Your comments remind me of the NY Times stories on Ralph Steinman who was awarded the Nobel Prize just days after he died.
http://www.nytimes.com/2011/10/04/science/04steinman.html?_r=0
Steinman might be considered to have been one of the leaders in this movement to customize therapies to target cancer cells. In an in depth article in the Sunday Magazine section titled, “Is the Cure for Cancer Inside You?” the Times looked at Steinman’s life, death and the promise of his research more carefully.
http://www.nytimes.com/2012/12/23/magazine/is-the-cure-for-cancer-inside-you.html
When Steinman was diagnosed with cancer he mobilized the best of the best in the scientific community to create a customized treatment. The details are in the article. Steinman’s research and efforts focused on ganglionic cells and his efforts to create vaccines that would trigger his immune system to target his own cancer cells specifically. What has stood out in my memory is this paragraph:
“If the old chemotherapies and radioactive treatments worked like napalm to blast away the canopy, the new breed of personalized therapies target only specific plants. For some cancers, the more homogeneous ones, they do the job just fine. For others, though, the approach comes up against the relentless rules of Darwinian selection. Wipe out one subtype of a cancer — the clone that seems most aggressive, say, or the one that’s most prevalent in a biopsy — and you may have slowed the disease or thinned it out. But the cells left behind might represent a fitter strain and fill the niche.”

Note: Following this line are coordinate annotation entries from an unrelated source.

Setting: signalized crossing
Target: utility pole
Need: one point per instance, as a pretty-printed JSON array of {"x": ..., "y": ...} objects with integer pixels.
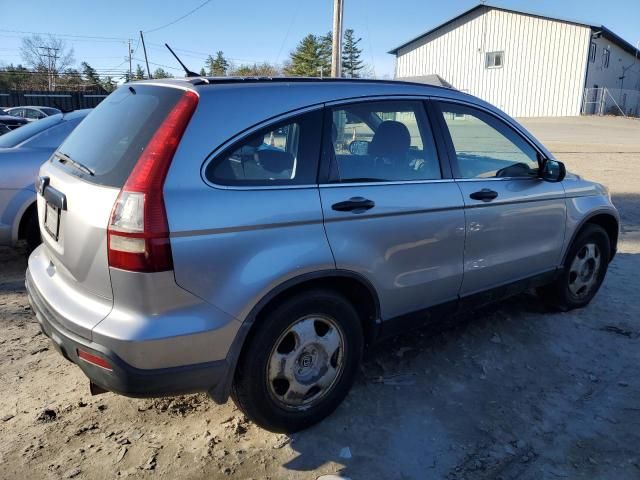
[
  {"x": 130, "y": 52},
  {"x": 145, "y": 54},
  {"x": 336, "y": 44},
  {"x": 52, "y": 58}
]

I am sorry to report that my husband, Chuck Trevathan, passed away on 9/28/13 after a 10-year battle against prostate cancer. He lived longer than the doctors had predicted, and perhaps the your information was one of the reasons.
Dr Glode,
Thank You for your post, and for the hope they inspire.
Interesting that it was the gs 3 that was the source of the metastatic disease, and that he went on to live 17 years, I know of a Man who presented in 1997 with a psa of 7100 at age 71 with multiple bone mets, who had a fantastic response to adt for many years and is still alive today.
Also interesting is the multiple pathway idea, I am thinking this would be like the xtandi with zytiga that I am currently on, and really the first therapy since initial adt that really dropped my psa.
sincerely, Dan J
dx 2006,bpsa148, gs(5,5)10, widespread metatatic disease to bone and soft tissue , age 49. currently pain free , working ,enjoying life, sleeping 2 extra hours a day
Mike, You dispense real wisdom in your blogs. May they never cease!
I love that you are writing about this stuff. I agree with you that heterogeneity is the Achilles heel of personalized medicine. But until we sequence more advance cancer patients and analyze that data to make new discoveries, the era of cancer cocktails that block multiple driver pathways keeping cancer in check won’t occur. Even today, I think if we can target the driver mutations it buys more time than simply trial and error standard of care, no? I bet if we sequenced everybody with advanced cancer and started them on targeted treatments first (vs. failing standard of care resulting in a beast of a disease that is harder to tame), we’d advance science faster and have better outcomes immediately.
I completely agree with your comment. We need to do the hard work, but control the costs at the same time. Not easy.